Und jetzt wollte ich mir die Thermi-ic Basixx bestellen. Sollte ich das tun?


----------



## Tobsn (8. Januar 2010)

Also dass Batterien vorgeladen sind ist normal.

Hast Du die Dinger jetzt wirklich mal beim Radeln angehabt?
Schafft es die Heizung die Kältebrücke durch Cleats zu unterdrücken.

Ich wurde die Schuhheizung eh sofort am Start anschalten.
Ne Schuhheizung soll den Fuss warm halten, nicht auftauen.
Dann muss die Heizung auch nicht immer auf Vollast laufen und sollte die 3 Stunden für ne normale Schneetour warm halten.

Danke.


----------



## Uphillerer (8. Januar 2010)

mamba64 schrieb:


> Also ich habe null Ahnung von Akkus.
> Ich habe mir jetzt die therm-ic Basix für 50 EUR bei ebay besorgt, eneloops rein (auch Ni-MH, oder?) und gut ist.
> Feuert bei mir auf Stufe 3 etwa 2.5 Stunden und meist reicht eh Stufe 2.
> 
> Ich habe schon bein ca. -8 Grad getestet und bin absolut zufrieden...


 
Wie schon mehrfach geschrieben, ist das Thermic-Produkt Basix für 50,- absolut zuverlässig und funktionell. Mit den richtigen Akkus hält die Stufe 1 bis zu 8 Stunden. Reicht, um das Blut in Bergstiefeln ordentlich am zirkulieren zu halten.


----------



## alfrako (11. Januar 2010)

TedStryker71 schrieb:


> Hi, erstmal danke für das Feedback. Bin letzten Winter in Sommerschuhen + Überschuhe gefahren und habe eigentlich immer kalte, teils "gefühlt abgefrorene" Füße gehabt.
> Habe mir jetzt zu einen hoffentlich gute Winterschuhe bestellt (Northwave Celsius J GTX) - will aber nix mehr dem Zufall überlassen und an kalten Tagen lieber auch noch Heizsohlen reinlegen. Denn diese Stunde nach dem fahren wenn die Füße wieder zum Leben erwachen sind teils echt höllisch unangenehem gewesen!



wie gehts denn mit den Celsius, hast du die gekauft und ausprobiert?
Ebbe


----------



## Baumarkt-Radler (11. Januar 2010)

Tobsn schrieb:


> Also dass Batterien vorgeladen sind ist normal.
> 
> Hast Du die Dinger jetzt wirklich mal beim Radeln angehabt?
> Schafft es die Heizung die Kältebrücke durch Cleats zu unterdrücken.
> ...


 

Hallo, 

auf dem Fahrrad selbst habe ich die Thermosoles noch nicht ausprobiert. Ich suche so eine Schuhheizung auch weniger für's Radeln. 
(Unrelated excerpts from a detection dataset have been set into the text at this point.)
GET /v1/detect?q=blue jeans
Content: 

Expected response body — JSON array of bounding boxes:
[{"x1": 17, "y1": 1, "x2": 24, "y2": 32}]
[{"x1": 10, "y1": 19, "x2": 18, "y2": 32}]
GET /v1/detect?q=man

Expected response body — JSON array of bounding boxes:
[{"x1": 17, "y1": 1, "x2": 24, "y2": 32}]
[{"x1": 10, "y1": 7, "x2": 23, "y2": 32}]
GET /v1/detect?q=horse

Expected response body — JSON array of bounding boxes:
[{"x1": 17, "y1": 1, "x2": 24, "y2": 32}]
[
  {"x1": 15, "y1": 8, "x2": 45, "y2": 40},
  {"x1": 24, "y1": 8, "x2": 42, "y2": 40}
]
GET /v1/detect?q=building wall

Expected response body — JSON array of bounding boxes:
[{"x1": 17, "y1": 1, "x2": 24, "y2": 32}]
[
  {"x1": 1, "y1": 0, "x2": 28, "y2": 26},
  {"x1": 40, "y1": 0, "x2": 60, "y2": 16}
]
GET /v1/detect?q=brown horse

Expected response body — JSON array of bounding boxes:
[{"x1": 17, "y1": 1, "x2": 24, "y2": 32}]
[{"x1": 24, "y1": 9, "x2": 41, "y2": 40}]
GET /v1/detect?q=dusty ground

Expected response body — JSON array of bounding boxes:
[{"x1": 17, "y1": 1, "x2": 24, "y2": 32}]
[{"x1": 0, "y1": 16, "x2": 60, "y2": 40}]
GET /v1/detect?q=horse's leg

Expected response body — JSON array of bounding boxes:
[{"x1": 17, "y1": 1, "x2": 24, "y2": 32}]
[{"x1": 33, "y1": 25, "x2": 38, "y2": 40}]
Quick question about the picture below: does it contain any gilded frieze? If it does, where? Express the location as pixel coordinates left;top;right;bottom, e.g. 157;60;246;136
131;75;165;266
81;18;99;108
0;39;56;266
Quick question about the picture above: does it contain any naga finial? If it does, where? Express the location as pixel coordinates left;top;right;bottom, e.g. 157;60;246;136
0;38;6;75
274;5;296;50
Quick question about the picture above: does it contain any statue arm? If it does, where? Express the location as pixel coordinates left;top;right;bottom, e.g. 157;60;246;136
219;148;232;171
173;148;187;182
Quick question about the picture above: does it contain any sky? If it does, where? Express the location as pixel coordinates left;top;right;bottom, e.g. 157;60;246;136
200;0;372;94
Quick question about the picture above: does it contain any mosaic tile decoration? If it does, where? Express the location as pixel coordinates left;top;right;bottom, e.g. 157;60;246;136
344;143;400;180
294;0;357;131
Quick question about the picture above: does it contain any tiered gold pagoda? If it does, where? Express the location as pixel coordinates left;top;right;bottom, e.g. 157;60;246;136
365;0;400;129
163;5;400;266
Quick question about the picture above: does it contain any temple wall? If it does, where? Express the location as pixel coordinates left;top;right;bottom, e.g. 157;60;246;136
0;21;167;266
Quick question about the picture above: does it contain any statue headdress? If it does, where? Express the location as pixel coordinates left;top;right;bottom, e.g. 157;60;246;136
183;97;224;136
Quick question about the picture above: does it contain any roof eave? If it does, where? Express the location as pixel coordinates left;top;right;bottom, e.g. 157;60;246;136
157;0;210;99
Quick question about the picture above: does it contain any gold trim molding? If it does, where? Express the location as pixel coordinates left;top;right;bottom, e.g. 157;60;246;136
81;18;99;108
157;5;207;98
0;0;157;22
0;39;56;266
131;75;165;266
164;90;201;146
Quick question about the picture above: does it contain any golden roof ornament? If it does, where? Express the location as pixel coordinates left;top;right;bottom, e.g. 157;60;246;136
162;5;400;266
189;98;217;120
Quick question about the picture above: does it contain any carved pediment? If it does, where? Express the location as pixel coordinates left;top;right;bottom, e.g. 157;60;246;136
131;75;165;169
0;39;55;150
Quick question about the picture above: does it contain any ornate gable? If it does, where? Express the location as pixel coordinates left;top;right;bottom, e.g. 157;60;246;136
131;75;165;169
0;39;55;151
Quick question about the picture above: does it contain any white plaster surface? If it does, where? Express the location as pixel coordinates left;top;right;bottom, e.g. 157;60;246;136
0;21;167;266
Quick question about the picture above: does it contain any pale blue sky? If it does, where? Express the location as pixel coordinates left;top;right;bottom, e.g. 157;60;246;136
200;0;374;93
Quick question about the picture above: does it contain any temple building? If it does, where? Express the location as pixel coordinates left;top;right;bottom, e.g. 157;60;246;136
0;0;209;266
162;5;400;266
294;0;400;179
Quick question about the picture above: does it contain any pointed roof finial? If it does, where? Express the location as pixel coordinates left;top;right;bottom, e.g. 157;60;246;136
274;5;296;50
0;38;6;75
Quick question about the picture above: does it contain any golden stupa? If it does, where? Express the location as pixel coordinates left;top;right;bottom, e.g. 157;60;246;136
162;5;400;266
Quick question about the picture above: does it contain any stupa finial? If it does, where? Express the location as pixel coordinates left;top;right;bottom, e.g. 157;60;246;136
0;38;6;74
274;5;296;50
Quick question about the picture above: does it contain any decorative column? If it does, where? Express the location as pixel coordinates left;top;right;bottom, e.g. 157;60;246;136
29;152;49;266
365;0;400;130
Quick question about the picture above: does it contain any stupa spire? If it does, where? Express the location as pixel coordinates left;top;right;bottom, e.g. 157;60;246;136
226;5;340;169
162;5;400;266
Wenn du die Schuhheizung schon vor dem Start der Tour anschaltest, wird es für einige Zeit schwierig sein zu unterscheiden, wieviel von deiner empfundenen Fußwärme nun deiner körperlichen Aktivität, verwendeten Socken und Schuhwerk (und wie feucht es da drin ist) zu verdanken und wieviel davon tatsächlich den Thermosohlen zu schulden ist. Da macht man sich sicher öfter einmal etwas vor. 

Zwar hat man auf dem Rad die Windströme um den Schuh herum, holt sich quasi den Windchill-Effekt direkt um das und ins Haus, andererseits ist der Körper auch bei Hochleistungsradeln in Anstrengung und das Blut in größerer Bewegung. Die Wärmeverteilung im Körper ist daher anders als bei weniger anstrengenden Aktivitäten. Du musst das also am besten selbst ausprobieren.

Dass Akkus vorgeladen sind, ist mir neu, und das erwarte ich auch nicht unbedingt. Zumal nicht, wenn man auf der Webseite und im Manual Fettdruck für den Fakt verwendet, die Akkus mind. 8 Stunden bei erstmaligem Laden am Netz zu lassen. 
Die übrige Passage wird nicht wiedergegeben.